Cano also said that Reggie Jackson, an advisor to the organization and a frequent contributor in clubhouse discussions, chipped in with a few memorable pearls.
Swing at strikes, Jackson told Cano. You don't need to worry. And, with Mr. October's words, Cano didn't.
"This is a guy, Reggie Jackson, who is a Hall of Famer in this game," Cano said. "It's not that I ever worried, but I want to help the team, too.
"I wasn't doing my job, and we were losing games. Things are much better now. I never put my head down. It was early in the season. I just kept working hard."
Great performance: Perhaps, as third-base coach Larry Bowa suggested, Cabrera should be considered for an Oscar.
The Yankees outfielder was sprawled on the ground on Friday night after fouling a ball off his right shin against the Giants' Randy Messenger in the sixth inning, sending Torre and trainer Steve Donohue out to check on him.
"It obviously hurt a great deal," Torre said.
But Cabrera limped back to the box and found a way, ripping a ball to the gap in right-center field and racing all the way to third base, where Bowa called him a few choice words. Cabrera was sporting some treatment on the leg on Saturday, but said he was fine to play.
First things: Catcher Jorge Posada may make his second start of the season at first base in Sunday's series finale, Torre said, but no decision has been made yet.
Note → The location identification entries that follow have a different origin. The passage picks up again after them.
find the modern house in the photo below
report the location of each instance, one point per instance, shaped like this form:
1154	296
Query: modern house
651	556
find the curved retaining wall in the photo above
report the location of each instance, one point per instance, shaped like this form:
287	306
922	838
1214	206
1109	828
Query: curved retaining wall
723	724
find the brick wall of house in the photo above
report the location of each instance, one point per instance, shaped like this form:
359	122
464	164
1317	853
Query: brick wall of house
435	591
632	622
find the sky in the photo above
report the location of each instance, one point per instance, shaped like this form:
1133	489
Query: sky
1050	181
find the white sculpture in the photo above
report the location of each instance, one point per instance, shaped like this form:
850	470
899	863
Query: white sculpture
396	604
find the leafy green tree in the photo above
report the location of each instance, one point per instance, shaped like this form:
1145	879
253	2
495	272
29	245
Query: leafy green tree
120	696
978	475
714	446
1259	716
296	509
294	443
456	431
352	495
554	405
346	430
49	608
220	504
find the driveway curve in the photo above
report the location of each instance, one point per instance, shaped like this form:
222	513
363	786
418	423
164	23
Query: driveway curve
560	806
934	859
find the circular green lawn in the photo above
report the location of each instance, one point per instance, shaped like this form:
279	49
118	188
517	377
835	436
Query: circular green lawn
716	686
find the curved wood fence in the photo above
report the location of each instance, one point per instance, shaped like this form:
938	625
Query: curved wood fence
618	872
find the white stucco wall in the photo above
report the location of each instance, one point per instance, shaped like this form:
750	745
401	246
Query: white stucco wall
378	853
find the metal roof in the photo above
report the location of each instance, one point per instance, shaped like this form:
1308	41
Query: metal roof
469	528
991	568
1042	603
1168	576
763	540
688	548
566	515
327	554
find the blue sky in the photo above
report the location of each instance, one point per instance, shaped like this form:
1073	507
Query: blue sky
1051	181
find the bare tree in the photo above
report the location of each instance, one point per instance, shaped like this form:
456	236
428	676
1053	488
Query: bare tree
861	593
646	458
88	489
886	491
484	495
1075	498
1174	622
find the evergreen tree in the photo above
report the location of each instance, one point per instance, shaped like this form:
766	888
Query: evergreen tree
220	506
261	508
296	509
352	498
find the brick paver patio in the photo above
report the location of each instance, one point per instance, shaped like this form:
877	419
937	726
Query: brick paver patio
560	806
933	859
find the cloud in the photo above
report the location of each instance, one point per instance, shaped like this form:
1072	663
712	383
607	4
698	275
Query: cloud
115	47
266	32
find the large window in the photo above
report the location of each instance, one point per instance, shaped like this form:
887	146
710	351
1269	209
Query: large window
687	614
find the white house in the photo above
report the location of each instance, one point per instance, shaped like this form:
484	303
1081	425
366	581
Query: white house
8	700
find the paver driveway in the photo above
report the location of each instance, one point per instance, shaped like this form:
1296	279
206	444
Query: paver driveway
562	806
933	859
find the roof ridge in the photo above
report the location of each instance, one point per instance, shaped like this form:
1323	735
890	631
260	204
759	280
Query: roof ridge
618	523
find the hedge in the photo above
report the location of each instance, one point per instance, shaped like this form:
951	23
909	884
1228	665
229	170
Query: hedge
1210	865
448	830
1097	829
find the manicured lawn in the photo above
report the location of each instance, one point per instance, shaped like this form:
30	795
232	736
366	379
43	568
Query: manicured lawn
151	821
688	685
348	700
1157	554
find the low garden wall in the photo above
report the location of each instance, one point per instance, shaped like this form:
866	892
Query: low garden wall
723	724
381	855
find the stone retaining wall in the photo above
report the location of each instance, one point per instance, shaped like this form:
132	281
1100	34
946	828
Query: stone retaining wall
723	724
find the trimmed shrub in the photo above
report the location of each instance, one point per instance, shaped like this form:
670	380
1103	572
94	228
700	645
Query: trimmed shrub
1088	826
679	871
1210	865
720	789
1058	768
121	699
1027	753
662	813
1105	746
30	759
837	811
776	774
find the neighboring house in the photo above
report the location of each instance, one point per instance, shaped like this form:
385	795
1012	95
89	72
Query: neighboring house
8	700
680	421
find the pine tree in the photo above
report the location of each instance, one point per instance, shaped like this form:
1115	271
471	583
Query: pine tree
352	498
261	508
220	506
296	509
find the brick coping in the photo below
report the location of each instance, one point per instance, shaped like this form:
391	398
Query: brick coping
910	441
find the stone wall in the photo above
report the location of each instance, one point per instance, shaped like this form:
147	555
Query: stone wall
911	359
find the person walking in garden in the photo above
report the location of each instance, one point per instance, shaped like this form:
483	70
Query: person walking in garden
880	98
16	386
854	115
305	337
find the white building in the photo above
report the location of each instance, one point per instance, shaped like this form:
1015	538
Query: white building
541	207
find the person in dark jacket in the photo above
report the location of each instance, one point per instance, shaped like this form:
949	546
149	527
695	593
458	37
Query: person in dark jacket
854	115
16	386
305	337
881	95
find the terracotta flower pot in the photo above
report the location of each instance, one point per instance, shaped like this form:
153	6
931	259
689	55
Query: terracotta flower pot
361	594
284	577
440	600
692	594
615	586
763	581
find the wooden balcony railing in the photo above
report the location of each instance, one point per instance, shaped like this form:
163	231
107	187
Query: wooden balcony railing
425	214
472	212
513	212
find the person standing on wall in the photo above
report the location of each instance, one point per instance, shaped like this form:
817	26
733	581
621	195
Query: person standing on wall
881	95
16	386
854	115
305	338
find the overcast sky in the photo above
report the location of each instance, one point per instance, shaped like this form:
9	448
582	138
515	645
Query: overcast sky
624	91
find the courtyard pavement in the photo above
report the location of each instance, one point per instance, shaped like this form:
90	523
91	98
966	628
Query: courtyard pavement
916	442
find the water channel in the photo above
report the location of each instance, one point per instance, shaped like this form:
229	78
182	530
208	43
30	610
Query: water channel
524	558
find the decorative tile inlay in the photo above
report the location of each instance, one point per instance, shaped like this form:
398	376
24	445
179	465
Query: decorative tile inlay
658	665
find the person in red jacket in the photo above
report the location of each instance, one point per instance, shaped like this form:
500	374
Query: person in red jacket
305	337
Torre said that Posada, who entered play on Saturday 4-for-16 on the road trip, appears to be dragging a little bit and may need a day off; taking Sunday off would give him two days of rest with Monday's off-day. Wil Nieves is expected to catch starter Mike Mussina.
Bombers bits: Expect left-hander Kei Igawa to get at least one more start in the rotation. Torre said the Yankees' goal is to have him "straightened out," but that he wasn't auditioning on Friday. ... Miguel Cairo started again at first base on Saturday. Andy Phillips has started just once since having his contract purchased on Tuesday. ... Torre needs one more victory for 2,010 in his career, which would give him sole possession of ninth place on the all-time list. Torre tied Leo Durocher with Friday's win.
Coming up: The Yankees will wrap up their weekend by the Bay on Sunday, matching up with the Giants for one final contest.
Mussina (3-4, 5.10 ERA) will get the call for New York, with left-hander Noah Lowry (6-6, 3.74 ERA) going for San Francisco. First pitch is slated for 4:05 p.m. ET on the YES Network.